Fünfundachtziger

H. E. Richter – ein sozialer Mahner

  • Günter Frech
  • Lesedauer: 3 Min.

Als bekannt wurde, dass der »mächtigste Betriebsratschef der Republik«, Klaus Volkert, in den VW-Skandal um Lustreisen verwickelt ist, wurde Horst Eberhard Richter (Foto: privat) gefragt, ob es ein profundes Mittel gäbe, ein solches »Abheben« zu verhindern. »Im Kapitel ›Selbstaufgabe in Raten‹ meines Buches ›Flüchten oder Standhalten‹ können Sie alles nachlesen«, antwortete der Psychoanalytiker. Das Buch erschien 1980 und hier geht Richter der Frage nach, wodurch der Mensch eingeschüchtert wird und wie er sich dagegen wehren kann. Er reflektiert das Spannungsverhältnis zwischen Chefs und Untergebenen. Dabei konnte er sich auf seinen Erfahrungsschatz als Direktor des Zentrums für Psychosomatische Medizin am Universitätsklinikum Gießen stützen. »Die Übernahme einer Leitungsfunktion darf die Klientenarbeit nie vollständig verdrängen«, so sein Credo. Dies schütze den Chef zudem »vor einer zu großen Entfremdung von den Mitarbeitern an der Basis«, schreibt er »Flüchten oder Standhalten«. Und was er hier für Berufe im sozialen Bereich sagt, »können Sie für so gut wie jede andere Tätigkeit verallgemeinern«.
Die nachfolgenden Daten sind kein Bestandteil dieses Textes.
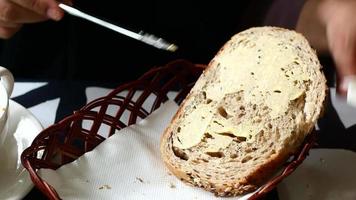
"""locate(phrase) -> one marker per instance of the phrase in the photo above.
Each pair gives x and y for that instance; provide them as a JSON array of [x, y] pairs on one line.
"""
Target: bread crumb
[[105, 187], [139, 179], [172, 185]]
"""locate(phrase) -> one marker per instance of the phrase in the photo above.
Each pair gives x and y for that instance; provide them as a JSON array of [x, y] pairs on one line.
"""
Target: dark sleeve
[[284, 13]]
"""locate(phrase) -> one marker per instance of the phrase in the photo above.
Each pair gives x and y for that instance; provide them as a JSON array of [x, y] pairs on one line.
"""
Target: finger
[[11, 12], [9, 24], [343, 49], [48, 8], [7, 32]]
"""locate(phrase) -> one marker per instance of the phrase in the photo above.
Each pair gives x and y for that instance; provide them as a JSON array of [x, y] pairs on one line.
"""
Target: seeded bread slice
[[249, 111]]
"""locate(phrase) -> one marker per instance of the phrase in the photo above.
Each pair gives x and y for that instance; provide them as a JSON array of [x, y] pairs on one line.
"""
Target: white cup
[[6, 86]]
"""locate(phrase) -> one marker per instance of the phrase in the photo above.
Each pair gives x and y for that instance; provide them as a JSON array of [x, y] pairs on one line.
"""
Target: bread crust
[[258, 175]]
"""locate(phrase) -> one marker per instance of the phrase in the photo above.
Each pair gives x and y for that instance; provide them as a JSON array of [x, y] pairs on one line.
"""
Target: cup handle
[[7, 79]]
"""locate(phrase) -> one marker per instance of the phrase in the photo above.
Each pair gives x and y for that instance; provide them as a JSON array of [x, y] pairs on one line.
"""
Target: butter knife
[[351, 91], [141, 36]]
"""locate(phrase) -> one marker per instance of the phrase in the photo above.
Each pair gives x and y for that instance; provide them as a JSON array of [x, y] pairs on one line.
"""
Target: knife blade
[[141, 36], [351, 91]]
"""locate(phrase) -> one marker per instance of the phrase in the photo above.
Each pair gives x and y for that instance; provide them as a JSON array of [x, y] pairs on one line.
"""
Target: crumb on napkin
[[105, 187]]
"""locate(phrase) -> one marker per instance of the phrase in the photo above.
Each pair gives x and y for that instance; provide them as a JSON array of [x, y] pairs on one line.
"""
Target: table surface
[[53, 100]]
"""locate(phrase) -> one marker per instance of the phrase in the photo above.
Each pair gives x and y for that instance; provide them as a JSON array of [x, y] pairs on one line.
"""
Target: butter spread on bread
[[248, 112]]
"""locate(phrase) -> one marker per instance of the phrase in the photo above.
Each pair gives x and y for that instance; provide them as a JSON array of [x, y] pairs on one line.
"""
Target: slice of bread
[[248, 112]]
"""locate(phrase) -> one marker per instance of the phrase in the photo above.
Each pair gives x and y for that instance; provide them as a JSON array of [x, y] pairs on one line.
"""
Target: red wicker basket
[[67, 140]]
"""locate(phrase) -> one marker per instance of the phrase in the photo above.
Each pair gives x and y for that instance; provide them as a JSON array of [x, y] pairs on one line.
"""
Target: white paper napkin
[[125, 166], [326, 174]]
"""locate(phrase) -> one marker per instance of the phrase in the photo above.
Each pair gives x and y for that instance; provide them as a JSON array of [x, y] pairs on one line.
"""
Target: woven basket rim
[[28, 156]]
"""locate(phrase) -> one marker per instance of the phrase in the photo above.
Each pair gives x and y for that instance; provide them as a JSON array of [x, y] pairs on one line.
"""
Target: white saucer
[[23, 127]]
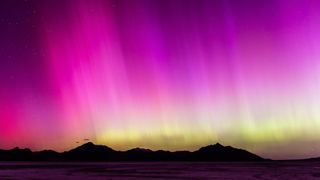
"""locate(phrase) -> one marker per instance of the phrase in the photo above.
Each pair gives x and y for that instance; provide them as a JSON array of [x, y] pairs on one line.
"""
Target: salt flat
[[160, 170]]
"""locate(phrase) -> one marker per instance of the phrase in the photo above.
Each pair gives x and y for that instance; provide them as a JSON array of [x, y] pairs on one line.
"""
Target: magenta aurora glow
[[161, 74]]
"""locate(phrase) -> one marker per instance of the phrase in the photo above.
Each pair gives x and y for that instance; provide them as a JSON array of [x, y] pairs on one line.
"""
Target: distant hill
[[92, 152]]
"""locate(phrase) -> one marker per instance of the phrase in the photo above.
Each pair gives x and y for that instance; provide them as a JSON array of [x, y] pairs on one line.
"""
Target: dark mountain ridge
[[92, 152]]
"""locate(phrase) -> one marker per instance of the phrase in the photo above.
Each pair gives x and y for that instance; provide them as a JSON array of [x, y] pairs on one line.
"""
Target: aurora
[[161, 74]]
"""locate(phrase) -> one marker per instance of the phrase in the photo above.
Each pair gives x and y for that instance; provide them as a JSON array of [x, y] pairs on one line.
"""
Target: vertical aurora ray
[[169, 74]]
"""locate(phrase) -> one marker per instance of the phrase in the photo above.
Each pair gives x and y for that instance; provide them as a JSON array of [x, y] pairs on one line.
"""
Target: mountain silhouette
[[92, 152]]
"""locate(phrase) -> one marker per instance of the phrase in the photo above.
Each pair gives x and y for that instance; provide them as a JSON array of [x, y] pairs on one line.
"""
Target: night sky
[[161, 74]]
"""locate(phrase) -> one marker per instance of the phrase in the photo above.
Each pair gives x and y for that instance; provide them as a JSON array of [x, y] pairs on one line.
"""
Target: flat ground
[[160, 170]]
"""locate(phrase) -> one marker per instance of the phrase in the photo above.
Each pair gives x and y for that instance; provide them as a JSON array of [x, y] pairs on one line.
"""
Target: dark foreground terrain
[[160, 170]]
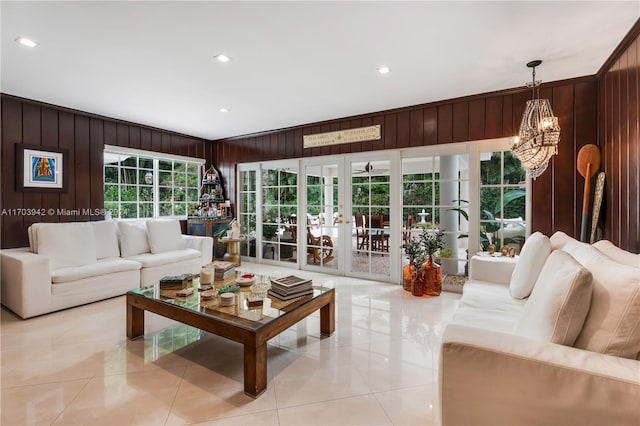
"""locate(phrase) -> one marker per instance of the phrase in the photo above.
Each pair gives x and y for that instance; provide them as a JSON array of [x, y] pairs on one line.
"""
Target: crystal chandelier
[[539, 133]]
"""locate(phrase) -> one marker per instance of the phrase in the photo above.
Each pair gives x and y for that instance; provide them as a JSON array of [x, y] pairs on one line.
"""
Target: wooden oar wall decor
[[588, 166]]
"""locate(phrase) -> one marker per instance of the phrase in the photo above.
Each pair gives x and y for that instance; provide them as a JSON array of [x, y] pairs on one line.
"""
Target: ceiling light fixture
[[539, 133], [26, 42]]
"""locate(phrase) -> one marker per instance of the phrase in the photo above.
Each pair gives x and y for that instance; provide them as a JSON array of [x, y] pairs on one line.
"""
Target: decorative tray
[[246, 280]]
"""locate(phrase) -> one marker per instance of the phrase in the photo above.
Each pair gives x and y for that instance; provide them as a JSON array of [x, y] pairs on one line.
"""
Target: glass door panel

Fehlt also der Bezug zur Basis, neigen Chefs, Manager, Bundestagsabgeordnete oder Betriebsratsvorsitzende dazu, abzuheben – so Richters Fazit. Damit Führungspersönlichkeiten das auch erkennen, brauchen sie viel Mut, um sich hin und wieder selbstreflektierend sinnbildlich neben sich zu stellen. Auch dazu ermutigt Richter die Menschen. Ebenso ermutigt er dazu, unsere Verfügbarkeit und die uns »verführenden Autoritäten« zu kontrollieren.

Richter, 1923 in Berlin geboren, hatte nach Kriegsteilnahme und Gefangenschaft Medizin, Philosophie und Psychologie studiert. 1962 übernimmt er an der Uni Gießen einen der ersten deutschen Lehrstühle für Psychosomatik und baut die Abteilung zu einem führenden Zentrum für psychosomatische Medizin auf. Seine ersten Bücher werden zu international anerkannten Klassikern, in denen Richter ein neues Verständnis familiär verursachter Neurosen erarbeitet. Für Richter ist Psychoanalyse nicht nur eine tiefenpsychologische Behandlungsmethode, sondern vor allem ein Instrument der Aufklärung einer sich sozialanalytisch begreifenden Wissenschaft von Mensch und Gesellschaft. Allein 1972 bis 1981 schreibt er die fünf Bücher, die diese neue Ära seines ganzheitlichen Konzeptes von Psychoanalyse einleiteten.

Der Aufbruch der Studentenbewegung Mitte der Sechziger Jahre verleiht seinem Handeln wichtige Impulse. Gestützt auf kompetente Vertreter in der Klinik, verlässt Richter nun immer öfter seinen dort angestammten Platz, um mit sozialen Randgruppen zu arbeiten, mit Schülern und Studenten zu diskutieren und an Demonstrationen und Sitzblockaden teilzunehmen. In den Achtzigern gehört er zu den wichtigsten Aktivisten und Impulsgebern der Friedensbewegung. Richter ist Mitbegründer der bundesdeutschen Sektion der internationalen Vereinigung der Ärzte gegen den Atomkrieg (IPPNW), deren Ehrenpräsident er ist. Die Vereinigung erhält 1985 den Friedensnobelpreis. Nach dem NATO-Krieg gegen Jugoslawien 1999 wird die Friedensbewegung von den Medien für tot erklärt, trotz Demonstrationen und Proteste. Richter und seine Mitstreiter beweisen, dass die Friedensbewegung in Deutschland sich gewandelt hat – aber keineswegs gestorben ist.

Richter war 1997 auch Mitinitiator der Erfurter Erklärung, in der es u. a. heißt: »Im fünften Jahrzehnt ihrer Existenz wird in der Bundesrepublik der soziale Konsens, auf dem ihr Erfolg beruhte, durch radikale Umverteilung zugunsten der Einfluß-Reichen zerstört. Der kalte Krieg gegen den Sozialstaat hinterlässt eine andere Republik. Was von der Bundesregierung unter der Vorspiegelung von Reformen verfügt wird, erweist sich als geistig-moralischer Bankrott.«

Gestern ist Richter in sein 86. Lebensjahr eingetreten.